Un ejemplo a seguir: Rusia recuperó el investment grade
En Moscú, las acciones subieron casi 3 %. "Todos están contentos, todos están comprando", dijo Konstantin Shapsharov, operador de Alfa Bank.
Y la sorpresa se debió a que muchos inversores creían que Moody´s esperaría hasta el próximo año después de las elecciones parlamentarias de diciembre y los comicios presidenciales de la próxima primavera. Pero la agencia no cree que los vaivenes políticos tengan un impacto en la política económica o que vayan a torcer su rumbo.

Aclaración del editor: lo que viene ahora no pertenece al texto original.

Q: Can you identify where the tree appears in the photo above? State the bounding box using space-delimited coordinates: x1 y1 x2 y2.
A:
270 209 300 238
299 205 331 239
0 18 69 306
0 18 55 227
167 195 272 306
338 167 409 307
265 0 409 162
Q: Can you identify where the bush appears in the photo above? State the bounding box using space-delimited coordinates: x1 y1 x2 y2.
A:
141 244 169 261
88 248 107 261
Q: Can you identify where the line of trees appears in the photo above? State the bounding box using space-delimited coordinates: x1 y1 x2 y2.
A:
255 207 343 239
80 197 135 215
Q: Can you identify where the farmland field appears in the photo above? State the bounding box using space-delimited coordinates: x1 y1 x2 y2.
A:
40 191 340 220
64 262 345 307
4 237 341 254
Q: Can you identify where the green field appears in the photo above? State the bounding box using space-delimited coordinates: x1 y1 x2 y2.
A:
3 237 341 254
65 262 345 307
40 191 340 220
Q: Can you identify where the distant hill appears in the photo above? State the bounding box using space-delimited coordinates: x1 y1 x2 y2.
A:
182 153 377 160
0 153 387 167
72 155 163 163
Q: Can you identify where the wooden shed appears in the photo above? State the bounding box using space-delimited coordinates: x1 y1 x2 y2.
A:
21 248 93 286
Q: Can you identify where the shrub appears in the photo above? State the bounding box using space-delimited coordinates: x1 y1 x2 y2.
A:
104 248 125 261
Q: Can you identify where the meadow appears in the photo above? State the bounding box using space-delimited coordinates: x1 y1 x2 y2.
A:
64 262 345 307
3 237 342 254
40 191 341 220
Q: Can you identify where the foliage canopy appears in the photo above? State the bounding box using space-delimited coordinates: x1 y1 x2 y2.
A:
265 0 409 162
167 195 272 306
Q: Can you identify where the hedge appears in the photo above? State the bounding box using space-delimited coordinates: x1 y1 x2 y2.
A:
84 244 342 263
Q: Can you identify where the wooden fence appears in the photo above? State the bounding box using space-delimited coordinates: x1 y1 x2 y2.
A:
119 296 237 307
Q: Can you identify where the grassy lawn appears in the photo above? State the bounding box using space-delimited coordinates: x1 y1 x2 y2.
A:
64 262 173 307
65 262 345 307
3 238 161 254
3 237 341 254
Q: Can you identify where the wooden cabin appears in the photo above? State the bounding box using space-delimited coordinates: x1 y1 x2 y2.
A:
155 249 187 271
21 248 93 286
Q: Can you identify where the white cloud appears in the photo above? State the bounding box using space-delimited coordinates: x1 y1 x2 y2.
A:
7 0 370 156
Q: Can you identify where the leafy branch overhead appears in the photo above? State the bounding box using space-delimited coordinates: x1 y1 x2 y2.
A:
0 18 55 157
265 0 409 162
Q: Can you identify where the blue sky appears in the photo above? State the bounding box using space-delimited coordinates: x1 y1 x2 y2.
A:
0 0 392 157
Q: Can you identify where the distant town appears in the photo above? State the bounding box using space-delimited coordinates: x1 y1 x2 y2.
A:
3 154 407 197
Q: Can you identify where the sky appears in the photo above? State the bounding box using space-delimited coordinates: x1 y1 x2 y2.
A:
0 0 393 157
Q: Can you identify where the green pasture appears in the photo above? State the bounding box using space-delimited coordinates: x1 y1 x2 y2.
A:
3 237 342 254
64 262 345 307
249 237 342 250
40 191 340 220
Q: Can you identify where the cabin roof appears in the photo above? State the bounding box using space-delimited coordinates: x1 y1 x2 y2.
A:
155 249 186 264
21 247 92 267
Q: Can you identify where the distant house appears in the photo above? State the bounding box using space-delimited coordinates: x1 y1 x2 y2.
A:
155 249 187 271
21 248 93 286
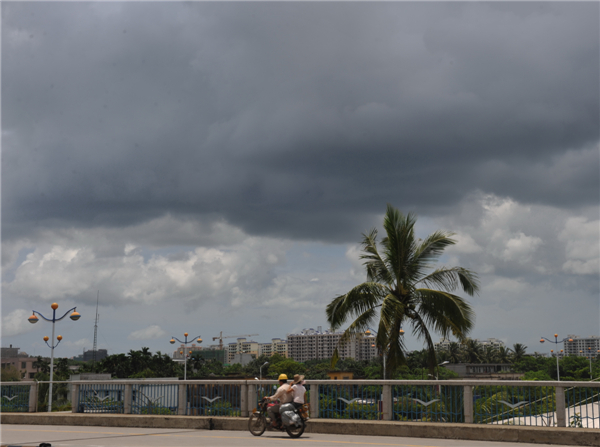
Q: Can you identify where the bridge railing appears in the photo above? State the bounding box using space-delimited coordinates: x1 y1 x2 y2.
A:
0 379 600 428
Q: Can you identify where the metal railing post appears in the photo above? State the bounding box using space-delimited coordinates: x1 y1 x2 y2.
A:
247 383 257 413
177 383 187 416
310 385 319 419
29 382 39 413
71 383 79 413
381 385 394 421
240 383 248 418
556 386 567 427
463 385 473 424
123 383 133 414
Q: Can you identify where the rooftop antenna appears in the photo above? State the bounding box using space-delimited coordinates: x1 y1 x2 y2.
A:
92 290 100 366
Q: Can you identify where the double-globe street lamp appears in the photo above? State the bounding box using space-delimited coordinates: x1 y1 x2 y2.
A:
169 332 202 380
540 334 573 381
27 303 81 412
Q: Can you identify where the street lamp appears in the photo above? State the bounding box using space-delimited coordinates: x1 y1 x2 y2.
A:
169 332 202 380
540 334 573 381
579 347 594 379
27 303 81 412
260 362 269 380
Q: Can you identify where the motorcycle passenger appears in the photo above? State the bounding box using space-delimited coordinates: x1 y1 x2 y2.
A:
288 374 306 408
267 374 292 427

"Este es un mensaje muy fuerte cinco años después del incumplimiento y es importante que se dio antes de las elecciones para la Duma (parlamento) y la presidencia", dijo a la agencia reuteres Jerome Booth, director de investigación de Ashmore, una firma especializada en mercados emergentes con sede en Londres.
Al Breach, economista jefe de del banco ruso de inversión Brunswick UBS dijo que "Este primer movimiento hacia el grado de inversión abre grandes fondos de dinero que no podían invertir o no se les permitía invertir en Rusia por su estatus por debajo del grado de inversión".
La decisión fue tomada por Moody´s a pesar de las
disputas internas en el gobierno del presidente Vladimir Putin y ciertos cuestionamientos de las relaciones entre el ejecutivo y las empresas.
Para obviar esta situación, se justificó argumentando que "Moody´s cree también que las luchas políticas al interior y al exterior del centro del poder en Rusia, la Administración Presidencial, no amenaza la dirección de la reforma económica pro-mercado y el desarrollo".
Cabe recordar que el país defaulteó su deuda en 1998 por US$ 40.000 millones.
Sobre el caso de Rusia, el economista Joseph Stiglitz dijo en una entrevista realizada por Página/12 hace un año decía que Es interesante el caso de Rusia, después del default, en el ‘98. Cuando el FMI negoció con Rusia, anunció públicamente que los 4 mil millones de dólares que estaban negociando no eran dinero que iría a Rusia sino que era dinero que volvería al FMI, para repagar deudas. Por lo tanto, no jugarían ningún papel en la recuperación de Rusia. Rusia se recuperó porque siguió su propio curso. Fue una importante lección que Rusia se diera cuenta de que no iba recibir dinero fresco. Y que se pusiera en una posición dura de negociación. Lo mismo vale para Argentina. Si Argentina debe pagar un alto precio en términos de más ajuste presupuestario y más deflación, el acuerdo con el FMI no vale ese precio.
"Si la Argentina actuara con dignidad y orgullo nacional podría plantarse igual que los rusos", dijo el economista Eric Calcagno en una columna de opinión publicada en el sitio Terra.